Há 5 mil anos, sábios chineses já sabiam que seus
antepassados cutucavam o
36º ponto de estímulo do estômago, que possui um total
de 45 pontos no corpo. O
chamado "estômago 36" fica três polegadas
abaixo da linha média do joelho, parte
lateral. Esse nome é tradução fiel do ideograma
chinês, que significa "caminhar
três milhas com os pés".
Os sábios formularam então um método terapêutico
natural, a acupuntura, termo
que vem da associação de "punctura" e
"pontas", punção por pontas. Consiste na
introdução de agulhas muito finas em pontos cutâneos
precisos para eliminar
perturbações funcionais ou aliviar dores. Os mestres
chineses formularam também
a teoria da harmonia no universo, do equilíbrio entre a
natureza e o homem, o Yin e
o Yang. Para eles, há sempre um equilíbrio entre
forças naturais complementares:
dia e noite, sol e lua, água e fogo, montanha e
planície, plantas e flores, pedras e
areia, calor e frio, homem e mulher, trabalho e repouso,
tensão e relaxamento ...
Este equilíbrio entre duas forças opostas e
complementares também ocorreria
dentro do organismo humano.
Adesão do Ocidente A história acima é contada
pelo cardiologista José Rocha,
que coordenou o I Simpósio de Acupuntura da Unicamp,
promovido pelo Centro
Acadêmico Adolfo Lutz (Caal) em 19 de agosto. "O
intuito foi incentivar a ciência
das agulhas no meio universitário e em instituições de
saúde que ainda não a
adotaram", afirma.
As palestras equivaleram a um curso básico de
acupuntura, avaliando-se a visão
do Ocidente sobre a prática oriental. A adesão é boa.
Os Estados Unidos
registraram um aumento de 40% no emprego da acupuntura,
adotada em quase
todas as especialidades como eficaz anestésico,
relaxante e antiinflamatório, na
cura de doenças crônicas e também em seu aspecto
trófico, que engloba os
cuidados ao paciente como um todo.
A associação da acupuntura com a medicina ocidental é
uma tendência
crescente.
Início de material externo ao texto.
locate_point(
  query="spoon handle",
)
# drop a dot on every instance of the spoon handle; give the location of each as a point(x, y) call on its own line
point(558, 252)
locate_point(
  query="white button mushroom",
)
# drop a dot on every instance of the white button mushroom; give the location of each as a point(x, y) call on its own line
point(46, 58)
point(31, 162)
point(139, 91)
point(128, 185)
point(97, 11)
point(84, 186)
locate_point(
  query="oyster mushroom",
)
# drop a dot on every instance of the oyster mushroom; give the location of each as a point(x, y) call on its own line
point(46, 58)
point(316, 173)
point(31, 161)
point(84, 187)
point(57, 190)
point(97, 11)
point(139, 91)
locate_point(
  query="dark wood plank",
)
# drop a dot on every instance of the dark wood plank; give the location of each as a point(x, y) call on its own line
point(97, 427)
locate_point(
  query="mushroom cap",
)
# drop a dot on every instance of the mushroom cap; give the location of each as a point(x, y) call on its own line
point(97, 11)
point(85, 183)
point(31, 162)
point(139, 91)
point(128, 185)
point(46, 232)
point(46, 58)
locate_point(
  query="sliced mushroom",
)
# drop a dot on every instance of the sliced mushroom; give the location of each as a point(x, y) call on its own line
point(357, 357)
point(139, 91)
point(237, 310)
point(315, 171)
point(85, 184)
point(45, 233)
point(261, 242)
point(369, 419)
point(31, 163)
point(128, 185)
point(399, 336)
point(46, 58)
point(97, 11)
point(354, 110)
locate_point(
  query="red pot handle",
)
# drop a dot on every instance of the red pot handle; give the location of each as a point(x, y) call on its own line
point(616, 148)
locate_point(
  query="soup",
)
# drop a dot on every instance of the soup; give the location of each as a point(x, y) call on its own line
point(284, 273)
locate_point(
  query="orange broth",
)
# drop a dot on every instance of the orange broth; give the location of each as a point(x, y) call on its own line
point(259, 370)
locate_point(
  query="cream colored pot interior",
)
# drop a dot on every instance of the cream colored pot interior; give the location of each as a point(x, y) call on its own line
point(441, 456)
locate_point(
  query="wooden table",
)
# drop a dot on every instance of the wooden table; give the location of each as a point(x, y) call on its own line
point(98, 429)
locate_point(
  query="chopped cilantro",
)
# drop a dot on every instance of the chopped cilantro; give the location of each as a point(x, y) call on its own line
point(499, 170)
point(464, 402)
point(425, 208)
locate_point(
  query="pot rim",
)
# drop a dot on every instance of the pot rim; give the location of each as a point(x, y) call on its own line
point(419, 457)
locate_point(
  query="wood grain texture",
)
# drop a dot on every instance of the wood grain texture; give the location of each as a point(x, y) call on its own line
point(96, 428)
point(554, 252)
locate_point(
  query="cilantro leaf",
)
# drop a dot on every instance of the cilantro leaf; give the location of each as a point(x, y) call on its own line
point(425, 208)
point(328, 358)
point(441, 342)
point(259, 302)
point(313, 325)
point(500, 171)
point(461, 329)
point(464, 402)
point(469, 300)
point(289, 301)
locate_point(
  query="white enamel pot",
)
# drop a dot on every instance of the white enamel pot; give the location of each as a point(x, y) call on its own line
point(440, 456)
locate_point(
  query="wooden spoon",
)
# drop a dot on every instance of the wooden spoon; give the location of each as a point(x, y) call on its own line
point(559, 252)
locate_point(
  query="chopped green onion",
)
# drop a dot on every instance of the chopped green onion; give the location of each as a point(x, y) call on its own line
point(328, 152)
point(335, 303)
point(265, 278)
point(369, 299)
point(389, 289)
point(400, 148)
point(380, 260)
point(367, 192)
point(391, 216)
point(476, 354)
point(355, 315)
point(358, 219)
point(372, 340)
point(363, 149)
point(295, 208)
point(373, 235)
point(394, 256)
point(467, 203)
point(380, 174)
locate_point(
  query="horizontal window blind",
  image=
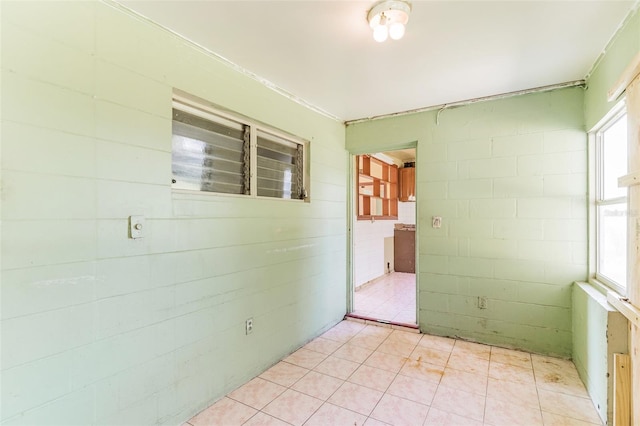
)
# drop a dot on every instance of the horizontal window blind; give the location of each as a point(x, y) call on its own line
point(209, 154)
point(280, 172)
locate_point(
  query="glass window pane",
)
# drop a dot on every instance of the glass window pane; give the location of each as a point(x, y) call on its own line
point(279, 167)
point(612, 242)
point(614, 157)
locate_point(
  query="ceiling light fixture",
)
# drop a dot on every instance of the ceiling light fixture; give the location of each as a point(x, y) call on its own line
point(388, 18)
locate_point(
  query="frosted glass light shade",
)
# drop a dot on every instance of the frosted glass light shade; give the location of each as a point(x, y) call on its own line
point(396, 30)
point(388, 18)
point(380, 33)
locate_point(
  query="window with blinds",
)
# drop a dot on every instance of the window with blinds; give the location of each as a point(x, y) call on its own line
point(210, 155)
point(280, 171)
point(224, 153)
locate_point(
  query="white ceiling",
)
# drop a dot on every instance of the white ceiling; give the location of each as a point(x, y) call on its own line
point(323, 53)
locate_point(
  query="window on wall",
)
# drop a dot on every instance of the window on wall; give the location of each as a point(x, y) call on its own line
point(214, 151)
point(611, 203)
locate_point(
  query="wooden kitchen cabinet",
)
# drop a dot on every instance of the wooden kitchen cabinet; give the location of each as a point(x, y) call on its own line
point(407, 184)
point(377, 189)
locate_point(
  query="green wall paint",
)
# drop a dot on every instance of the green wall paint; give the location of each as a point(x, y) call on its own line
point(623, 47)
point(509, 179)
point(98, 328)
point(598, 330)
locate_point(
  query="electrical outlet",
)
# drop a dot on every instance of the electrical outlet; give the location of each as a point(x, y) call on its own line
point(482, 302)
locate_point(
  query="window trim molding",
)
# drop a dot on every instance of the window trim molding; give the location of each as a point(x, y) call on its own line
point(594, 192)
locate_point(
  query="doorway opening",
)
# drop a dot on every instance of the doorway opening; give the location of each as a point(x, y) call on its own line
point(384, 238)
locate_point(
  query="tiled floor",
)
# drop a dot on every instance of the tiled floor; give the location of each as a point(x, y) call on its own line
point(356, 374)
point(390, 298)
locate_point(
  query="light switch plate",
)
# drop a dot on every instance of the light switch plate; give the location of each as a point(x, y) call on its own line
point(136, 226)
point(436, 221)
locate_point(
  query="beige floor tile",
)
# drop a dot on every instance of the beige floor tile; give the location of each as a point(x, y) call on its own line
point(511, 357)
point(385, 361)
point(470, 382)
point(371, 377)
point(225, 412)
point(337, 367)
point(430, 355)
point(257, 393)
point(353, 353)
point(511, 373)
point(465, 404)
point(413, 389)
point(317, 385)
point(442, 418)
point(305, 358)
point(422, 371)
point(374, 330)
point(500, 413)
point(342, 333)
point(437, 342)
point(399, 412)
point(262, 419)
point(405, 337)
point(472, 349)
point(330, 414)
point(558, 375)
point(367, 341)
point(324, 346)
point(551, 419)
point(513, 392)
point(293, 407)
point(468, 363)
point(395, 347)
point(355, 397)
point(373, 422)
point(568, 405)
point(284, 374)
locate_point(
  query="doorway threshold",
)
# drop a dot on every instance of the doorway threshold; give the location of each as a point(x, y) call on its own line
point(412, 328)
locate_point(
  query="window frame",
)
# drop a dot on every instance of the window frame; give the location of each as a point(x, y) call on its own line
point(598, 197)
point(208, 111)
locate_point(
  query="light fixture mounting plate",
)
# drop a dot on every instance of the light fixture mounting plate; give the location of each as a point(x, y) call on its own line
point(396, 10)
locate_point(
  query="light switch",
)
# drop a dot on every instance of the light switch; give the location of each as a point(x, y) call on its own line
point(436, 221)
point(136, 226)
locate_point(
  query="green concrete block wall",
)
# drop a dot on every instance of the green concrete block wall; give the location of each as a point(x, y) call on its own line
point(509, 179)
point(101, 329)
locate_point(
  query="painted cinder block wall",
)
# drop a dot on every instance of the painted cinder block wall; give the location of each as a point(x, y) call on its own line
point(509, 179)
point(101, 329)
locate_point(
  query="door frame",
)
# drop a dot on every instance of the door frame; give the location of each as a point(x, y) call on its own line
point(351, 218)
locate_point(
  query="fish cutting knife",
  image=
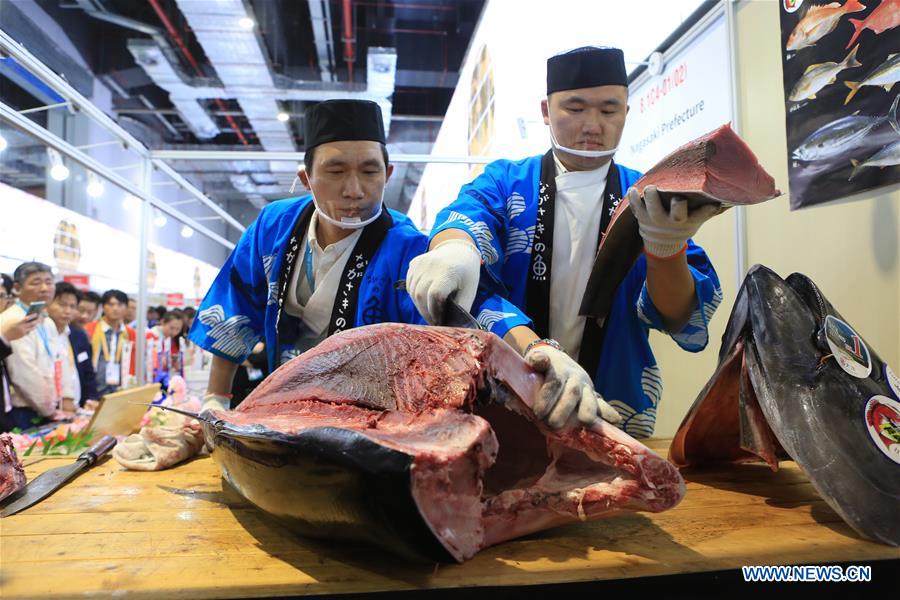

O Brasil foi o primeiro país deste lado do
planeta a reconhecer o
método terapêutico chinês como uma ciência médica,
conforme ressaltou a
anestesista Patrícia Ramalho Filier, do Departamento de
Anestesiologia da FCM.
Apesar de ter mergulhado fundo na acupuntura, recebendo
no ano passado o título
de especialista, Patrícia não desprezou sua formação
alopática. "Percebi que, na
medicina chinesa, não havia como racionar sob o ponto de
vista ocidental e
vice-versa. Hoje associo as duas técnicas, o que só
traz benefícios aos
pacientes".
Sucesso terapêutico A acupuntura obviamente não
teria atingido esse patamar
sem apresentar sucessos terapêuticos. Ela já demonstrou
bons resultados no
tratamento de doenças respiratórias, circulatórias,
reumatológicas, de pele, dos
aparelhos urogenital e digestivo, e do sistema nervoso.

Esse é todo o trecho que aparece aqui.